Arwalk / zig-protobuf

a protobuf 3 implementation for zig.
MIT License
219 stars 25 forks source link

bootstraps the generator plugin and compiles the plugin with its own … #17

Closed menduz closed 1 year ago

menduz commented 1 year ago

This PR chronologically

  1. fine tunes the Go code generator and fixes some issues with the protobuf.zig library
  2. creates a Zig native plugin for protoc
  3. fine tunes the plugin's output until the plugin can compile itself with the output of the previous run
  4. removes the go dependency
  5. adds and fixes tests

Original PR and history at https://github.com/menduz/zig-protobuf/pull/1

Pending work:

Arwalk commented 1 year ago

Starting the review now. Might take some time considering how much work you did :)

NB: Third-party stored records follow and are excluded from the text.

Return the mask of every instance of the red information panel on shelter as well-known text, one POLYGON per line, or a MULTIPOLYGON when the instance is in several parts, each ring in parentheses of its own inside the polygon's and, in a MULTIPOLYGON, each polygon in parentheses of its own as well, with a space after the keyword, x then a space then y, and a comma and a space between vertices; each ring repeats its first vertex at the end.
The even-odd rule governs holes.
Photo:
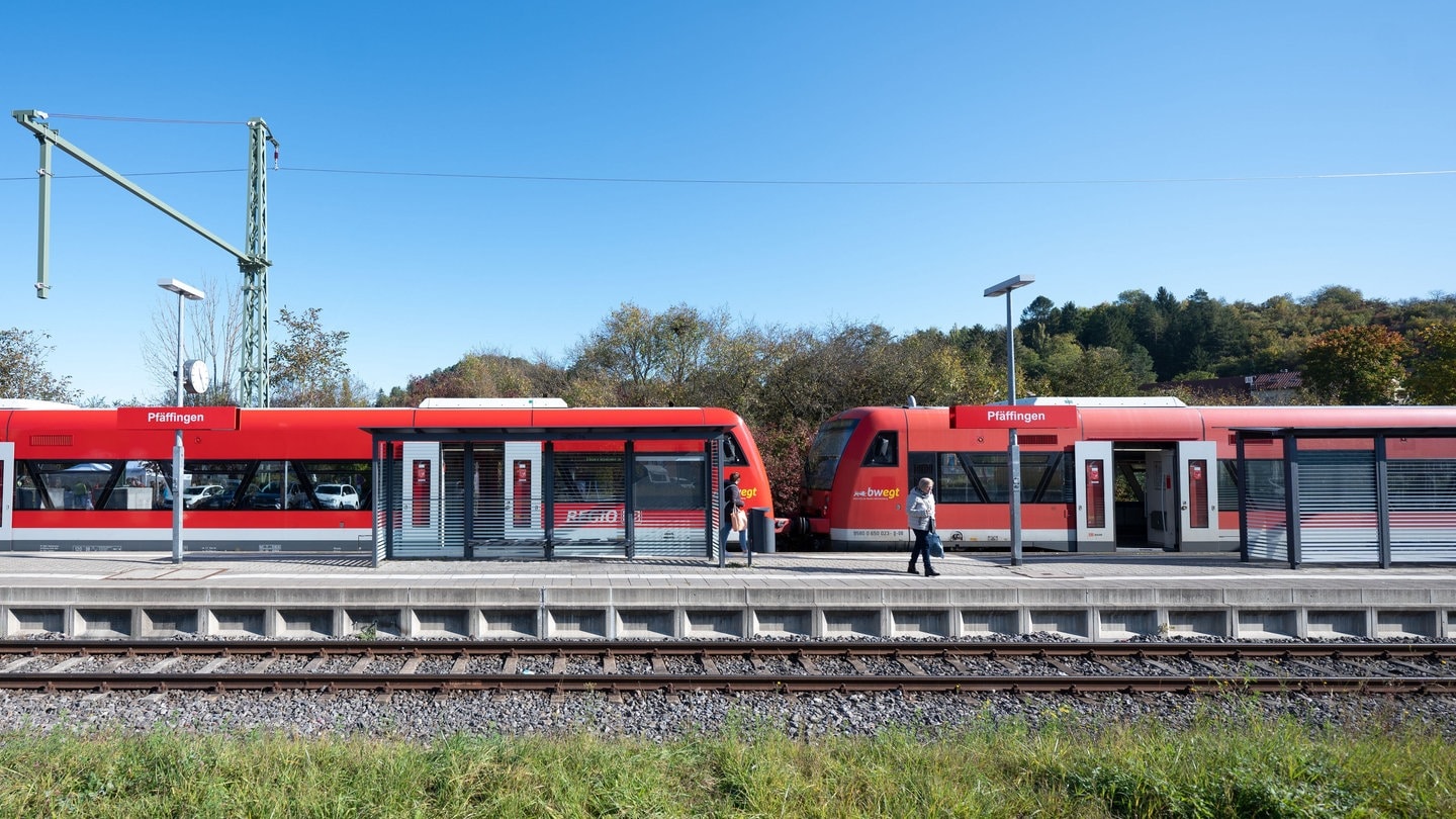
POLYGON ((951 407, 952 430, 1064 430, 1077 426, 1076 407, 951 407))
POLYGON ((236 430, 237 407, 118 407, 118 430, 236 430))

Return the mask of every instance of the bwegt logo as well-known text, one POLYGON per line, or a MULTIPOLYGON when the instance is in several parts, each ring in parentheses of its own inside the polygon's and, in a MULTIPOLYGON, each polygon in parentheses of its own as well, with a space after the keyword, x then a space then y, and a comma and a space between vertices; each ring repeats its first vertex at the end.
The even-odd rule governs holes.
POLYGON ((855 490, 855 497, 872 498, 872 500, 894 500, 894 498, 900 497, 900 490, 898 488, 893 488, 893 490, 877 490, 877 488, 855 490))

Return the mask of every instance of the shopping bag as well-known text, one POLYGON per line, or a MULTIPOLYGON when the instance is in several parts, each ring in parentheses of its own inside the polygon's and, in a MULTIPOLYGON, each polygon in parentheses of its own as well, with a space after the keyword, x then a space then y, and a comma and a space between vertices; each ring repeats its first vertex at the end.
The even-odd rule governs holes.
POLYGON ((728 525, 732 526, 734 532, 743 532, 748 528, 748 513, 741 509, 729 512, 728 525))

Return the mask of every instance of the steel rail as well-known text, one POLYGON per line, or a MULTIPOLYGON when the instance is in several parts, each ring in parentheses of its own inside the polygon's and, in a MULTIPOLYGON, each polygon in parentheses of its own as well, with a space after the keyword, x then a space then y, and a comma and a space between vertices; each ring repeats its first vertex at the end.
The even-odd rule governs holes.
POLYGON ((946 692, 977 694, 1456 694, 1456 678, 1348 678, 1348 676, 983 676, 983 675, 456 675, 456 673, 7 673, 0 688, 28 691, 373 691, 373 692, 946 692))
POLYGON ((0 640, 15 656, 862 656, 987 659, 1456 659, 1456 643, 987 643, 884 640, 0 640))

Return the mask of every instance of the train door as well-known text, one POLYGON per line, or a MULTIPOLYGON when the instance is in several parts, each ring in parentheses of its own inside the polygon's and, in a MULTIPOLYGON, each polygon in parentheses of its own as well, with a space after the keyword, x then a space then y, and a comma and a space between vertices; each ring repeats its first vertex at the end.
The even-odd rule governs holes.
POLYGON ((1178 548, 1219 546, 1219 447, 1210 440, 1178 442, 1178 548))
POLYGON ((405 481, 395 557, 464 557, 463 544, 451 544, 447 548, 444 542, 440 444, 405 442, 402 452, 405 481))
POLYGON ((1117 544, 1112 487, 1112 442, 1079 440, 1076 455, 1077 551, 1104 551, 1117 544))
POLYGON ((1143 520, 1147 542, 1174 549, 1178 546, 1178 490, 1174 487, 1178 462, 1174 450, 1149 452, 1144 469, 1143 520))
POLYGON ((542 522, 542 444, 508 442, 505 444, 505 538, 537 541, 546 536, 542 522))
POLYGON ((0 443, 0 549, 13 548, 10 513, 15 512, 15 444, 0 443))

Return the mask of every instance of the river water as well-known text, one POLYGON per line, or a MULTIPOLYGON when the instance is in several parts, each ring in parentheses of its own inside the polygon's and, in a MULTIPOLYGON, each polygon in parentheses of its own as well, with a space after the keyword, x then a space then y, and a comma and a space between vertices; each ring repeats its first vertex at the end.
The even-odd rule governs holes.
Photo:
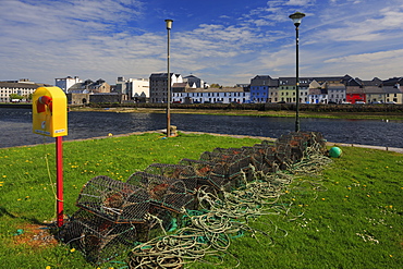
MULTIPOLYGON (((70 112, 69 135, 82 139, 166 129, 163 113, 70 112)), ((334 143, 403 148, 403 121, 300 119, 302 131, 321 132, 334 143)), ((179 131, 251 135, 278 138, 294 131, 293 118, 171 114, 179 131)), ((0 148, 54 142, 33 134, 29 109, 0 108, 0 148)))

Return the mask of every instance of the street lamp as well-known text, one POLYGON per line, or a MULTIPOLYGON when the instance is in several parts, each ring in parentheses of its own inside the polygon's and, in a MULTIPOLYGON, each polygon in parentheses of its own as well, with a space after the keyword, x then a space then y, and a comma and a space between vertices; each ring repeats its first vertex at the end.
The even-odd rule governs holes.
POLYGON ((291 14, 289 17, 293 20, 295 25, 295 41, 296 41, 296 83, 295 83, 295 90, 296 90, 296 112, 295 112, 295 132, 300 132, 300 74, 298 74, 298 26, 301 24, 302 19, 305 16, 304 13, 295 12, 291 14))
POLYGON ((168 46, 167 46, 167 65, 168 65, 168 71, 167 71, 167 78, 168 78, 168 85, 167 85, 167 137, 171 136, 171 73, 169 71, 169 39, 170 39, 170 34, 171 34, 171 28, 172 28, 172 20, 166 20, 167 24, 167 32, 168 32, 168 46))

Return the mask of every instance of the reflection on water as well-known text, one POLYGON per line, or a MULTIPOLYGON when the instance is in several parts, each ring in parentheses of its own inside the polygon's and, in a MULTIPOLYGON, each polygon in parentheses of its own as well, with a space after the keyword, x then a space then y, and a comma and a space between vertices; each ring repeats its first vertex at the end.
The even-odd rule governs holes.
MULTIPOLYGON (((293 118, 171 114, 180 131, 252 135, 277 138, 294 130, 293 118)), ((80 139, 166 129, 164 113, 70 112, 69 135, 80 139)), ((301 130, 321 132, 330 142, 403 147, 402 121, 301 119, 301 130)), ((32 133, 28 109, 0 108, 0 147, 54 142, 32 133)))

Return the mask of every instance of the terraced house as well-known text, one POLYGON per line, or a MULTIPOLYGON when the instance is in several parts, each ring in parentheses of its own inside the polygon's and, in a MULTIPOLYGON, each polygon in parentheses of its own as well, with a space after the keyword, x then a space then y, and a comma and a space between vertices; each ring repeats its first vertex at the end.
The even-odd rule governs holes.
POLYGON ((34 91, 41 86, 50 85, 34 83, 26 78, 20 81, 0 82, 0 102, 12 101, 12 95, 23 97, 22 100, 29 100, 32 94, 34 94, 34 91))

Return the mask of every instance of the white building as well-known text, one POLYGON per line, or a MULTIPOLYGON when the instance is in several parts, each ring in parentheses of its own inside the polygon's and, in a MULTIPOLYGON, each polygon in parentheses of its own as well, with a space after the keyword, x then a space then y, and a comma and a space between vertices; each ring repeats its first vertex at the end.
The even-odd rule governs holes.
POLYGON ((251 91, 235 88, 191 88, 186 85, 172 86, 172 102, 181 103, 244 103, 251 99, 251 91))
POLYGON ((83 81, 80 80, 78 76, 74 76, 74 78, 71 76, 54 78, 54 86, 61 88, 66 94, 69 94, 69 88, 76 83, 83 83, 83 81))
POLYGON ((117 80, 117 91, 127 95, 129 99, 149 98, 149 81, 147 78, 129 78, 123 76, 117 80))
POLYGON ((19 95, 27 100, 40 86, 44 84, 36 84, 28 80, 0 82, 0 102, 10 102, 10 95, 19 95))
MULTIPOLYGON (((171 73, 171 86, 175 83, 183 83, 180 74, 171 73)), ((172 93, 171 93, 172 94, 172 93)), ((173 99, 171 99, 172 101, 173 99)), ((168 101, 168 76, 167 73, 152 73, 149 77, 149 101, 167 102, 168 101)))

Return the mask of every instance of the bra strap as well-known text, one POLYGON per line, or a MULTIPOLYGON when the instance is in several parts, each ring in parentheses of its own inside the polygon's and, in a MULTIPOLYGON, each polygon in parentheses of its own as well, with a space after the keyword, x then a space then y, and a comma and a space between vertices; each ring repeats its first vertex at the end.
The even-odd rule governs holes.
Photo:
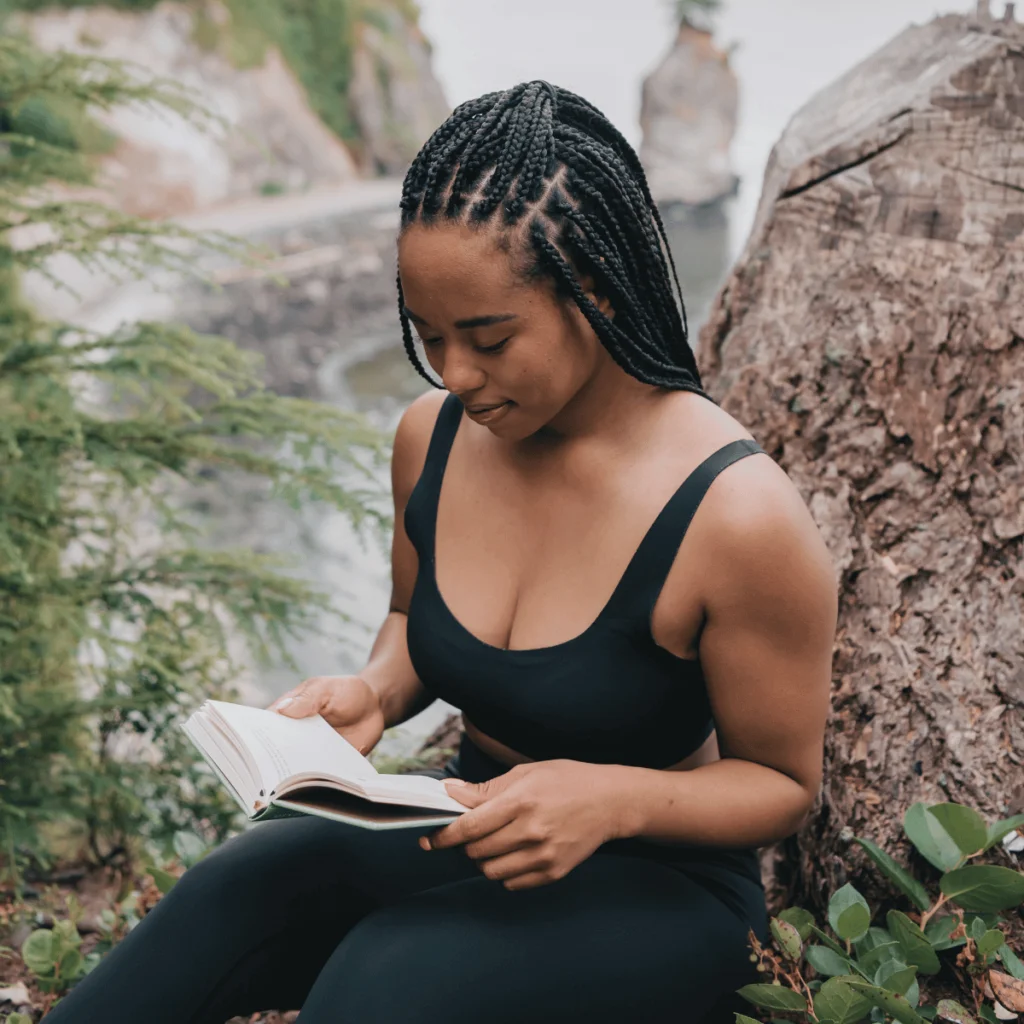
POLYGON ((715 477, 734 462, 764 450, 748 437, 729 441, 713 452, 683 480, 626 567, 608 601, 609 614, 615 617, 642 615, 644 624, 649 623, 690 521, 715 477))
POLYGON ((422 512, 418 513, 422 515, 420 536, 431 560, 434 556, 434 532, 437 528, 437 502, 441 493, 441 480, 444 478, 444 468, 447 466, 452 443, 462 421, 462 401, 451 392, 441 402, 433 432, 430 434, 423 472, 416 481, 414 494, 410 496, 409 505, 414 504, 415 498, 416 507, 422 509, 422 512))

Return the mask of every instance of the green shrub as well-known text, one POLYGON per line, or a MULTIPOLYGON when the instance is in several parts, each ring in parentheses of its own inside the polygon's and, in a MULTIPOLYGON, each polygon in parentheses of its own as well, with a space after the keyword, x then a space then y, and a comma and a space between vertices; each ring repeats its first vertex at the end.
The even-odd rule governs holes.
MULTIPOLYGON (((280 560, 203 546, 174 501, 182 482, 245 475, 292 505, 330 502, 360 531, 389 521, 383 439, 354 414, 268 392, 258 359, 223 338, 97 335, 19 301, 17 273, 52 273, 55 255, 136 276, 191 270, 201 243, 256 258, 49 189, 87 180, 88 156, 26 111, 119 103, 209 122, 174 83, 0 38, 0 880, 237 823, 180 722, 236 695, 230 638, 247 657, 287 657, 330 602, 280 560), (158 756, 119 755, 131 737, 158 756)), ((67 954, 65 977, 74 956, 49 952, 67 954)))
MULTIPOLYGON (((1001 911, 1024 903, 1024 873, 970 863, 1022 827, 1024 814, 988 824, 963 804, 914 804, 903 828, 922 856, 942 872, 938 897, 933 899, 873 843, 856 842, 909 901, 918 920, 892 909, 886 927, 872 925, 867 901, 852 885, 833 894, 827 928, 808 910, 790 907, 772 918, 770 946, 762 947, 756 938, 752 942, 751 958, 770 980, 745 985, 739 994, 771 1011, 773 1021, 819 1024, 995 1024, 999 1018, 987 990, 1001 994, 1007 1010, 1024 1011, 1024 965, 998 927, 1001 911), (964 991, 958 994, 970 1009, 950 998, 935 1006, 921 1004, 919 976, 938 975, 940 954, 950 949, 961 950, 956 964, 964 991)), ((742 1014, 736 1021, 757 1024, 742 1014)))

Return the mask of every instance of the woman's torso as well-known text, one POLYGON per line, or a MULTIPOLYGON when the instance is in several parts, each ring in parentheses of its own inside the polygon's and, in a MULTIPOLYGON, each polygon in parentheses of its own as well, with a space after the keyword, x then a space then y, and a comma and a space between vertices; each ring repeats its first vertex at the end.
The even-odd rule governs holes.
POLYGON ((667 397, 643 444, 617 453, 513 452, 453 395, 437 416, 406 512, 410 655, 503 764, 719 756, 696 656, 714 516, 688 523, 718 474, 761 450, 714 403, 667 397))

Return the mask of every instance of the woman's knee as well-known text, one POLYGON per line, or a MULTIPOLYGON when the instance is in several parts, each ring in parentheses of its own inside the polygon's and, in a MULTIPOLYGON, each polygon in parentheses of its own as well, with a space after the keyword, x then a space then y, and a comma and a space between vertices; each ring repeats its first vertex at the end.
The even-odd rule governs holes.
MULTIPOLYGON (((257 905, 329 885, 336 878, 332 822, 322 818, 281 818, 233 836, 189 867, 168 893, 210 907, 257 905)), ((165 897, 167 898, 167 897, 165 897)))
POLYGON ((440 923, 411 918, 398 904, 376 909, 339 943, 300 1016, 308 1024, 462 1021, 474 1013, 472 966, 459 963, 465 953, 440 923))

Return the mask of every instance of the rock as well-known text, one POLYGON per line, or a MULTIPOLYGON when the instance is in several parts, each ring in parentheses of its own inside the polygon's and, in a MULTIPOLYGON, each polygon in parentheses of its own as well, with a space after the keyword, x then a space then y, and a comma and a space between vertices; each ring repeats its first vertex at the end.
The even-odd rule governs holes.
POLYGON ((452 109, 430 66, 430 44, 396 9, 357 26, 348 99, 359 126, 365 170, 403 174, 452 109))
MULTIPOLYGON (((219 4, 207 7, 223 22, 219 4), (219 12, 219 13, 218 13, 219 12)), ((144 60, 154 74, 197 89, 229 125, 203 131, 146 109, 118 108, 95 117, 119 138, 102 161, 100 184, 122 209, 163 217, 261 188, 302 188, 358 176, 342 141, 309 109, 305 90, 280 52, 239 69, 197 42, 196 9, 163 2, 150 10, 53 7, 25 18, 44 50, 144 60)))
POLYGON ((32 996, 29 994, 29 990, 25 987, 25 982, 19 981, 15 985, 8 985, 6 988, 0 988, 0 1004, 9 1002, 16 1010, 18 1007, 28 1007, 32 1005, 32 996))
POLYGON ((700 206, 735 193, 729 146, 738 95, 728 55, 710 32, 684 22, 643 83, 640 160, 659 204, 700 206))
POLYGON ((802 494, 841 594, 823 792, 782 905, 847 881, 890 897, 841 860, 844 828, 899 858, 916 801, 994 820, 1019 800, 1022 43, 939 17, 814 96, 700 335, 707 386, 802 494))

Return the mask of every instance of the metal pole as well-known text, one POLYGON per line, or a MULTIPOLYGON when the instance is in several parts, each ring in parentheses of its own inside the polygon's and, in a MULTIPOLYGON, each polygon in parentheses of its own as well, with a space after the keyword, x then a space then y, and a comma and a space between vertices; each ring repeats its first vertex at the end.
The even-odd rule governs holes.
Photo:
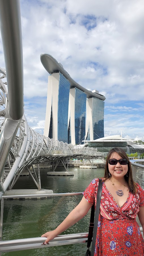
POLYGON ((23 61, 19 0, 0 0, 0 28, 9 95, 9 113, 14 120, 24 113, 23 61))

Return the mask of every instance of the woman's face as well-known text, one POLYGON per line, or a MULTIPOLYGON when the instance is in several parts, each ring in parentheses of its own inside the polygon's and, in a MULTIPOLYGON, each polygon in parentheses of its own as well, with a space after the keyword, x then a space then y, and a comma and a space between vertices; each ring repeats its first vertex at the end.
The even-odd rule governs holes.
MULTIPOLYGON (((110 159, 116 159, 120 160, 122 158, 116 152, 113 153, 111 156, 110 159)), ((128 165, 120 165, 119 162, 118 162, 116 164, 111 165, 109 163, 108 164, 109 170, 112 177, 115 179, 121 179, 128 172, 128 165)))

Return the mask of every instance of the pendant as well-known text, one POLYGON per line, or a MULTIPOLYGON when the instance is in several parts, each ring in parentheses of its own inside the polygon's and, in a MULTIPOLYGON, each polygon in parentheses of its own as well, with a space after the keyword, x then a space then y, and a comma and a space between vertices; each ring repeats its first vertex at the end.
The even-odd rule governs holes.
POLYGON ((122 190, 118 189, 117 191, 116 191, 116 192, 118 196, 122 196, 124 194, 122 190))

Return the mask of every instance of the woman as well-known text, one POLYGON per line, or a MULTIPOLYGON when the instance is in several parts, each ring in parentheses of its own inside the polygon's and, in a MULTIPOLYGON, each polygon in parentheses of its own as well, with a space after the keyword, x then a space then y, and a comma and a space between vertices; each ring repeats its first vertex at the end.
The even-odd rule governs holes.
MULTIPOLYGON (((144 256, 144 242, 135 220, 138 214, 144 231, 144 191, 132 177, 124 151, 114 148, 107 158, 94 256, 144 256)), ((48 242, 84 217, 96 205, 98 179, 85 190, 79 204, 52 231, 42 236, 48 242)))

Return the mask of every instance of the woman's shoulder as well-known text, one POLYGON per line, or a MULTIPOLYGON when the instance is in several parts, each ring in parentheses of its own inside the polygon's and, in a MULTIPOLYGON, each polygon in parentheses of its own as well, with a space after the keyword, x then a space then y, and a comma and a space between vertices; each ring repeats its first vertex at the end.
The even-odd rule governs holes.
POLYGON ((135 183, 135 184, 137 186, 137 192, 138 193, 141 193, 141 192, 142 192, 143 193, 144 193, 144 190, 140 186, 138 183, 135 183))

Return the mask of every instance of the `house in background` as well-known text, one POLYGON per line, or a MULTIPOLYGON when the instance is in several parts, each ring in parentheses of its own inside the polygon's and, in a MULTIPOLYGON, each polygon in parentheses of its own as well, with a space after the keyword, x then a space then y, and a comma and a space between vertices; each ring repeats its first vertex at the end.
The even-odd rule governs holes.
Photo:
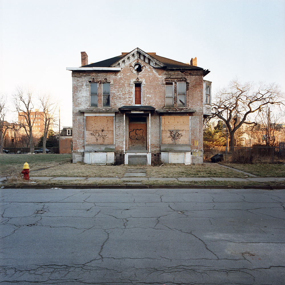
POLYGON ((72 153, 72 127, 64 127, 60 132, 59 153, 72 153))
POLYGON ((137 48, 72 72, 73 162, 99 164, 203 161, 211 114, 209 71, 137 48))
MULTIPOLYGON (((45 115, 43 112, 41 112, 38 109, 35 109, 34 112, 31 112, 30 113, 30 119, 32 124, 32 131, 33 135, 38 138, 44 135, 44 129, 45 115)), ((24 112, 20 112, 18 115, 18 121, 19 125, 27 125, 27 123, 24 112)), ((53 131, 52 126, 50 126, 49 131, 53 131)), ((25 134, 23 128, 21 130, 21 134, 25 134)))

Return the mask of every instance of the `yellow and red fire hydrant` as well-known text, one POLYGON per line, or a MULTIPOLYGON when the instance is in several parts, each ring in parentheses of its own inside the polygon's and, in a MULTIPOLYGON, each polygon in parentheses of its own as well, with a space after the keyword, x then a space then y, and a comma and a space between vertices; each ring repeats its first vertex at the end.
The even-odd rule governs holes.
POLYGON ((30 177, 29 177, 29 173, 30 173, 30 171, 29 171, 29 169, 28 164, 27 162, 24 163, 23 170, 22 171, 21 173, 24 174, 24 179, 26 180, 28 180, 30 179, 30 177))

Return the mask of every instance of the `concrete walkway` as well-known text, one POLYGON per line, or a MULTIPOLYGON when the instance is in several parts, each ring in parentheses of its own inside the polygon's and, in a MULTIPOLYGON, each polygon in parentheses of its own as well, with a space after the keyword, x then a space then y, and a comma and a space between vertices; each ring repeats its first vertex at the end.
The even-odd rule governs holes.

menduz commented 1 year ago

Many thanks for your review. I've pushed most of the suggestions and I'd like to discuss about the optional/required-ness of the fields. I also mistakenly pushed a new set of changes to the main branch. Including oneof support and partial support for maps using lists of entries. Also I cleaned up the code and added mixins to reduce the emitted code (pub usingnamespace protobuf.MessageMixins(@This());). I've also added a good amount of tests including unitary tests, and some "blackbox" tests with big encoded files.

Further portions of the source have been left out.